Stop counting food miles. Or kilometers for that matter. Don’t try to figure out whether the farm that lovingly grew the tomato you are about to sink your teeth into is 100km or 300km away. Don’t restrict yourself to storage crops and preserves all winter. Don’t lose sleep because you ate an avocado. 

This may seem strange coming from a guy who started Canada’s largest commercial city farm, Fresh City.  After all, we go out of our way to grow food right in the city, very, very close to where our customers live (and eat). Outside the confines of your windowsill or backyard, our produce is as local as it gets. 

So what’s my problem with food miles? Growing food locally is supremely important. But not just because our plates accumulate too many food miles. We should not reduce the reason for eating local to a greenhouse gas emissions formula.   

Buying food from local farmers means supporting farming as an economic activity. (The same goes for food processors that act as intermediaries between farmer and retailer.) This creates jobs. And it creates a headwind against the urban sprawl that is gobbling up our best farmland. The expanding GTA has paved over 10% of Canada’s – yes, of the second-largest country in the world – best farmland in the last couple of decades.  

Making sure we can grow most our own food enhances our food security. In a world where container ships and trucks move unimaginable quantities of goods across borders each day, it’s hard for many to take this concern seriously. But consider some of the sudden border restrictions we have witnessed in response to terrorism or disease outbreaks in recent years. It is a strategic imperative for us to be able to feed ourselves in case of an emergency.

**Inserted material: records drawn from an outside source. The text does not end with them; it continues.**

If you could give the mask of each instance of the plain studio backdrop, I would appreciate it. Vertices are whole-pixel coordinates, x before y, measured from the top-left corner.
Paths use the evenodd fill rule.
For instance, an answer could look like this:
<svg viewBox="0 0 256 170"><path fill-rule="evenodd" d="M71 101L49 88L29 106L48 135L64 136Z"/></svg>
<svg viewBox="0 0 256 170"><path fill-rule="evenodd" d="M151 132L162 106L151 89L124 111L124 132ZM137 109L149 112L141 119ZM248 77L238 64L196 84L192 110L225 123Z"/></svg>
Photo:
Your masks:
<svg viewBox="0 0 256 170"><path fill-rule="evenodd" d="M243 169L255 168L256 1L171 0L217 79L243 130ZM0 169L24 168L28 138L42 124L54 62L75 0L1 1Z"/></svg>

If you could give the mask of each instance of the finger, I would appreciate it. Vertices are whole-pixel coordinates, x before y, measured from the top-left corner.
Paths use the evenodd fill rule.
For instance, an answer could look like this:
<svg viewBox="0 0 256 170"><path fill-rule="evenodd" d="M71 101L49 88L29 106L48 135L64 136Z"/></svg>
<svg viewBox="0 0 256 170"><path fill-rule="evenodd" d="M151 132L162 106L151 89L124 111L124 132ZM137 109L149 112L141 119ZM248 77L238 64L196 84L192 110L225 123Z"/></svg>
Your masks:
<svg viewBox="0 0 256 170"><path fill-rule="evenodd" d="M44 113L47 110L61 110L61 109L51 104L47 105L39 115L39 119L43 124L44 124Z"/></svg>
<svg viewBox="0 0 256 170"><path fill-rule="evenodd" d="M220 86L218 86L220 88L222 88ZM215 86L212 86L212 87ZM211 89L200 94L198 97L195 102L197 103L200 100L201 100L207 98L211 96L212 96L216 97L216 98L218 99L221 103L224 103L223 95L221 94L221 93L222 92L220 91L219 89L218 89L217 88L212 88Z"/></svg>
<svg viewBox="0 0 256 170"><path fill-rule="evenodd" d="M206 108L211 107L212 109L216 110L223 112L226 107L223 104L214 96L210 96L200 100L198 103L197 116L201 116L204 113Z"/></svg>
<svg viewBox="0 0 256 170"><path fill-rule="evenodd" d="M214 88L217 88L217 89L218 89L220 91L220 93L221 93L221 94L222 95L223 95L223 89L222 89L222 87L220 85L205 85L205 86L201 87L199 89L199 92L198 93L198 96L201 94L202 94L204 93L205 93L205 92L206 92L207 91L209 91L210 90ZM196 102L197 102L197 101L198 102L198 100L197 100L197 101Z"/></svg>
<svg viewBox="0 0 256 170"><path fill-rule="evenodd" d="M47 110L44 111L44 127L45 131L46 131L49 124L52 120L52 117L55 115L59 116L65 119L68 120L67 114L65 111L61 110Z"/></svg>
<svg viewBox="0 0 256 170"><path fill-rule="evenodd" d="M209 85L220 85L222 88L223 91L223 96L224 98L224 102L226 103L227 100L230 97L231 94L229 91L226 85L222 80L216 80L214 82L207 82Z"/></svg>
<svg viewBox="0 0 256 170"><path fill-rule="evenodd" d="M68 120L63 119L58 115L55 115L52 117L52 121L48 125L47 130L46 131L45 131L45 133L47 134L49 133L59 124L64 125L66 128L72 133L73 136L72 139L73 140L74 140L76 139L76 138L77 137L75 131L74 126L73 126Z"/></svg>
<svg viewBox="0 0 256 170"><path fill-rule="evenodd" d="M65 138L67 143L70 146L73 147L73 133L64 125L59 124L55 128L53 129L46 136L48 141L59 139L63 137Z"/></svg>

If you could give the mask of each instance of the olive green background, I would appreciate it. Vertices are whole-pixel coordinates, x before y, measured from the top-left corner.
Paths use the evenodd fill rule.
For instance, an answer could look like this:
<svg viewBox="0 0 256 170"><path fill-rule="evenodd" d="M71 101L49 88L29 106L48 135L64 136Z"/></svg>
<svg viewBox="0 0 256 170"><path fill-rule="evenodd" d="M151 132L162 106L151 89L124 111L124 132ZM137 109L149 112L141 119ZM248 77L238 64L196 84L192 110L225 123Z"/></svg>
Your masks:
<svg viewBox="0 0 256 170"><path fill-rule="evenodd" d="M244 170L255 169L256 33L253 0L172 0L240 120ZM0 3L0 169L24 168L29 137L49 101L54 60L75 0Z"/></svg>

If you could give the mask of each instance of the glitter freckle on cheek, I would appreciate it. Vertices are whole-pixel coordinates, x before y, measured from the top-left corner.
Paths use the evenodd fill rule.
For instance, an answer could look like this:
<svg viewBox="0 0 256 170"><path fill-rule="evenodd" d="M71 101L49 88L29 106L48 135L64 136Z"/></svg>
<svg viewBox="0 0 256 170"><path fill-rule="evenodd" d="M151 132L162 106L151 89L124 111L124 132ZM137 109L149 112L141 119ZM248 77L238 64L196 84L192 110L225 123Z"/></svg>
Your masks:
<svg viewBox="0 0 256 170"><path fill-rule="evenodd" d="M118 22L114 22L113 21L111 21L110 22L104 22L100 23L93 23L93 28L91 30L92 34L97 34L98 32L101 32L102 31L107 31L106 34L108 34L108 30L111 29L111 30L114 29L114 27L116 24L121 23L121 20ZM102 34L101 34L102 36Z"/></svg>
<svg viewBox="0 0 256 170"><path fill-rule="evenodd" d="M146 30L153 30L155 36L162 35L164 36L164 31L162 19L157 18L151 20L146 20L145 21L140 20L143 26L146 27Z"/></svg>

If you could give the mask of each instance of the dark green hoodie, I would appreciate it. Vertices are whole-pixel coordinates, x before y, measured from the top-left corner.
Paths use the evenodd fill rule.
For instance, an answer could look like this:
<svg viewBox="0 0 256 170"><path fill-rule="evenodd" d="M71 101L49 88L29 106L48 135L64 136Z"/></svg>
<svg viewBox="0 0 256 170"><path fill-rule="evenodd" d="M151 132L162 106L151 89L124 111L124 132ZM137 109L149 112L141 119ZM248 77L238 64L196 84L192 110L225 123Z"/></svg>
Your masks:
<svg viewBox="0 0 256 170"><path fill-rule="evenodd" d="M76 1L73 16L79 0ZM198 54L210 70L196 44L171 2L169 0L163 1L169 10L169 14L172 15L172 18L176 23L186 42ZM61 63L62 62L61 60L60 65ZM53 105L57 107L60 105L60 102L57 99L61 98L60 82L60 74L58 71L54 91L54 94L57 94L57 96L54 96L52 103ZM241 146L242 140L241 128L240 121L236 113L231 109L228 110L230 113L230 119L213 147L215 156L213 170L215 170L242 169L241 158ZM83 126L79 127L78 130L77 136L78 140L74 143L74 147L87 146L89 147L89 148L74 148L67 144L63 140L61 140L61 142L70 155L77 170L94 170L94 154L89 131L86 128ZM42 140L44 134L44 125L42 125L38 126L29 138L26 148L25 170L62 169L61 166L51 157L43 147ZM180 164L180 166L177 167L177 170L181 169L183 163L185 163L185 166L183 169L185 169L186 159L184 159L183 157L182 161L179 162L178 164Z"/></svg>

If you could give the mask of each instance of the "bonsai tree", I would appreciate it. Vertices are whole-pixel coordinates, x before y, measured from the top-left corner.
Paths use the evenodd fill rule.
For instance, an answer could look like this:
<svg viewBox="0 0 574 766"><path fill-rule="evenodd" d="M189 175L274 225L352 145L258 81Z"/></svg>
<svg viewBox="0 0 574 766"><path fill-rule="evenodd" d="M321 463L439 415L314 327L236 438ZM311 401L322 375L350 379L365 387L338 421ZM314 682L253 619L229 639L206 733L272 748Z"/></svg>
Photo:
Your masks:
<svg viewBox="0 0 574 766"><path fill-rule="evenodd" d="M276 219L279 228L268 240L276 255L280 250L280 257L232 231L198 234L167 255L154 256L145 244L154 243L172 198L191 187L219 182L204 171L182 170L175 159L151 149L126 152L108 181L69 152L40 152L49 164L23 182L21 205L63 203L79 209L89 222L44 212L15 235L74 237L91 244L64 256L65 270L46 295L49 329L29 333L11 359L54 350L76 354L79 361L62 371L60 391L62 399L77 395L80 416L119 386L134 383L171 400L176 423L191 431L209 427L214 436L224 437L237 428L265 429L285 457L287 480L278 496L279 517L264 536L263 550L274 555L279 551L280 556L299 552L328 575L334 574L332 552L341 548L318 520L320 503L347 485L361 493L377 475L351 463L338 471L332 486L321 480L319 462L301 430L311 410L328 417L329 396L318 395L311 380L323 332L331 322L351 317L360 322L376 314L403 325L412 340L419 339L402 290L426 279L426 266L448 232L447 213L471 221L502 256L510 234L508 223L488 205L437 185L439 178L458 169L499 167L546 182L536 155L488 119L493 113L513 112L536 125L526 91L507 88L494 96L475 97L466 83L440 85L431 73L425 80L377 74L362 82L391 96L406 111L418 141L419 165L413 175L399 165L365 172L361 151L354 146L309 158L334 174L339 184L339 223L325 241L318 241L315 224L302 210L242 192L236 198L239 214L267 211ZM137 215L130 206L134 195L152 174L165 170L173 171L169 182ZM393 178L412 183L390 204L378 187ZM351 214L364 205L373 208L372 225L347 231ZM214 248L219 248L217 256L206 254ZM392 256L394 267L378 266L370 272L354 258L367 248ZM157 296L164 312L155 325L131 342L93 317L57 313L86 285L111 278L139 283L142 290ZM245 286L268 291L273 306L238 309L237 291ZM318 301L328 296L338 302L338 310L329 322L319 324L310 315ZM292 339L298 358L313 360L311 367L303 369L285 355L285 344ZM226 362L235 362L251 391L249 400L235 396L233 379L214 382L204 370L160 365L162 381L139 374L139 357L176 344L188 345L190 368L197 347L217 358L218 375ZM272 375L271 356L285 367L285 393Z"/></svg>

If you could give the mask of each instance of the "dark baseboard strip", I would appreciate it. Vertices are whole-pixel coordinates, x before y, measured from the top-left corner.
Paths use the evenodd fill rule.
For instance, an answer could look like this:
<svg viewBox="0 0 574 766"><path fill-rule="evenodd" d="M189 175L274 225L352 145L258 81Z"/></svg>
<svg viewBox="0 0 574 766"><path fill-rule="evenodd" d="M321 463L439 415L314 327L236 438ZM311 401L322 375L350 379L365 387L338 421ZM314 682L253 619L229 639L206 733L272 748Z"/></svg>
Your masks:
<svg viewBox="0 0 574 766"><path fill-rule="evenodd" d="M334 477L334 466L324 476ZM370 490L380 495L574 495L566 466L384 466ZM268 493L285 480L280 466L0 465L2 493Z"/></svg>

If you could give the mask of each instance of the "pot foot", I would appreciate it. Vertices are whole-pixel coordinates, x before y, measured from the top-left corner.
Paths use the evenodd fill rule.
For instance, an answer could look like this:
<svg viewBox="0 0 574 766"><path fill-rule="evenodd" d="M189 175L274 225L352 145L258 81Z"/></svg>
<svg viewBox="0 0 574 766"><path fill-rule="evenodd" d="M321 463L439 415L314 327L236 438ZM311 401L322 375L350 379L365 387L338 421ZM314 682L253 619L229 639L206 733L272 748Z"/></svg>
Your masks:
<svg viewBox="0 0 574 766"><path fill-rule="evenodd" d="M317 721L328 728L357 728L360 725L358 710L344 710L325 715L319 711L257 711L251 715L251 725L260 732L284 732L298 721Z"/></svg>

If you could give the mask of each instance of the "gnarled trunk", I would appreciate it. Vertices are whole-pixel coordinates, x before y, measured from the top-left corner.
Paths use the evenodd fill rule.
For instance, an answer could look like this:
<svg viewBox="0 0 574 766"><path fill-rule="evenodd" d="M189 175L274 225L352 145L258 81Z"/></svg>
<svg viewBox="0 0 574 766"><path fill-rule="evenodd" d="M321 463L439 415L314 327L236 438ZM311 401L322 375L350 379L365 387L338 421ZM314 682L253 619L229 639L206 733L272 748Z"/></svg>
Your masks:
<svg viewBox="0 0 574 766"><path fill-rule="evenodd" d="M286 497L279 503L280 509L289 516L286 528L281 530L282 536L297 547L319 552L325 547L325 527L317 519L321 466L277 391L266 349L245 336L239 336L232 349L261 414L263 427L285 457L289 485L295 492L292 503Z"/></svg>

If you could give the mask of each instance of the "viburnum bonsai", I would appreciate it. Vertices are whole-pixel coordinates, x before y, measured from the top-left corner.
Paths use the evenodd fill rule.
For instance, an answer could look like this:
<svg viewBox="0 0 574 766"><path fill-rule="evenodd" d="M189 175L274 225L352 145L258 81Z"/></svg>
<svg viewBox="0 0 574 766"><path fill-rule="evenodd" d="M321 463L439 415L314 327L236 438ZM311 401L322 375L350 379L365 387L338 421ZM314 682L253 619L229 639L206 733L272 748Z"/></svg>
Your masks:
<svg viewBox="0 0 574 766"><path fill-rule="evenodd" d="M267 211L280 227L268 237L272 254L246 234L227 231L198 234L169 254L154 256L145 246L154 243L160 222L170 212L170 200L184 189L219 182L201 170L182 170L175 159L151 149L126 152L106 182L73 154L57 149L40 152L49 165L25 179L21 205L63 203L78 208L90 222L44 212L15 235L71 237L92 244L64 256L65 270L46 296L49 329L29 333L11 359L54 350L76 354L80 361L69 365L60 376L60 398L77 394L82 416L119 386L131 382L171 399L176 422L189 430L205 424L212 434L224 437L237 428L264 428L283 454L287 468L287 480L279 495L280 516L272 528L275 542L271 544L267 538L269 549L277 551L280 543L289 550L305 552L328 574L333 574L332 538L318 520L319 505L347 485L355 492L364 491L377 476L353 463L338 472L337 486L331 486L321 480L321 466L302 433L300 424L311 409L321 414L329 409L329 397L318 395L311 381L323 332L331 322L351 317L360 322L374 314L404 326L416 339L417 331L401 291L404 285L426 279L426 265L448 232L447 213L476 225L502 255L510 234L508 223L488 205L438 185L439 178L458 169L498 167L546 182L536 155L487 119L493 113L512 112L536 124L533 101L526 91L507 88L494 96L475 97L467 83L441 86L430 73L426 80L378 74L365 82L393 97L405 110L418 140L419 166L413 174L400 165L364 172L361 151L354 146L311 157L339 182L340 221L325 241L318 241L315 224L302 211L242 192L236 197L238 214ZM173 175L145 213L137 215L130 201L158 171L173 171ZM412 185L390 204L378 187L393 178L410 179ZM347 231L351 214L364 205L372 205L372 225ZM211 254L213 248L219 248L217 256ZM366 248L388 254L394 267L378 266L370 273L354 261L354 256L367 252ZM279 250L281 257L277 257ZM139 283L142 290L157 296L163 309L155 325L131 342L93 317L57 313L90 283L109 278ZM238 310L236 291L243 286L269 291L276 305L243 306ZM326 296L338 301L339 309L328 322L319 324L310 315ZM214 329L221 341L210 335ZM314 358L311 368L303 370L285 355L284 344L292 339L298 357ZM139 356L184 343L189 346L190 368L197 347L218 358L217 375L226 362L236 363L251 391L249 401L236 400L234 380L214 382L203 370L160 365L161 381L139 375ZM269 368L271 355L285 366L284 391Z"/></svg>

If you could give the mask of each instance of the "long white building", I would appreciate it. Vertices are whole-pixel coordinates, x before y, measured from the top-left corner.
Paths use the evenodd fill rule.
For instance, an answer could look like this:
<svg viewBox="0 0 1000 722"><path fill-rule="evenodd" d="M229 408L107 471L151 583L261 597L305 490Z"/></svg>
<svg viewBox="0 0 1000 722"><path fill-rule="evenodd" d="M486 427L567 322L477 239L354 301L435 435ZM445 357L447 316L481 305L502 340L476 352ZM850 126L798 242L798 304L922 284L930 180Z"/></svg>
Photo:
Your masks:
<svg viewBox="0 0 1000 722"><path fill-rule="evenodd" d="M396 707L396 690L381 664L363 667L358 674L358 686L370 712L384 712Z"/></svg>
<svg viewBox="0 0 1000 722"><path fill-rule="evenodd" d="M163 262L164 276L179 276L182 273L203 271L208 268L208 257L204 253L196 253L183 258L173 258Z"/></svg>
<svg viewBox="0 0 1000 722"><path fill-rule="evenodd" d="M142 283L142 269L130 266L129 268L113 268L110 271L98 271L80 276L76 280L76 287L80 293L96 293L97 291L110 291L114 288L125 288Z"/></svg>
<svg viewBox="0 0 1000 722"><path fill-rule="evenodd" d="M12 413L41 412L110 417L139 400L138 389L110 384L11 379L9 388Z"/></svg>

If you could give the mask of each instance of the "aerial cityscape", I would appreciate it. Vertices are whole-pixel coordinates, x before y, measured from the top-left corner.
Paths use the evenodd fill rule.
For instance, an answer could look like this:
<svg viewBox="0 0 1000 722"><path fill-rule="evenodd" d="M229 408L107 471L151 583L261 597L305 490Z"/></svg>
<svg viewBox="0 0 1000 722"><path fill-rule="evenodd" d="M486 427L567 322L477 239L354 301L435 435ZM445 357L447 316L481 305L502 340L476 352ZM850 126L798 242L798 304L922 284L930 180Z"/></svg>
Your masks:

Above all, growing food in and around where we live creates a collective consciousness around food. With only one in a hundred of us farming and two or three generations removed from farming, a thriving local food ecosystem is an antidote to flaws of our food system. It narrows the gap between a supermarket mentality – everything always available in uniform units – and the ecological reality – seasonality, unpredictable weather, industrial farm-driven pollution. It helps propel food to the top of the political agenda where, in a world of rising obesity and diabetes, it rightly belongs. 

And, lest we burden this primal activity with too much social and political burdens, eating local just tastes better.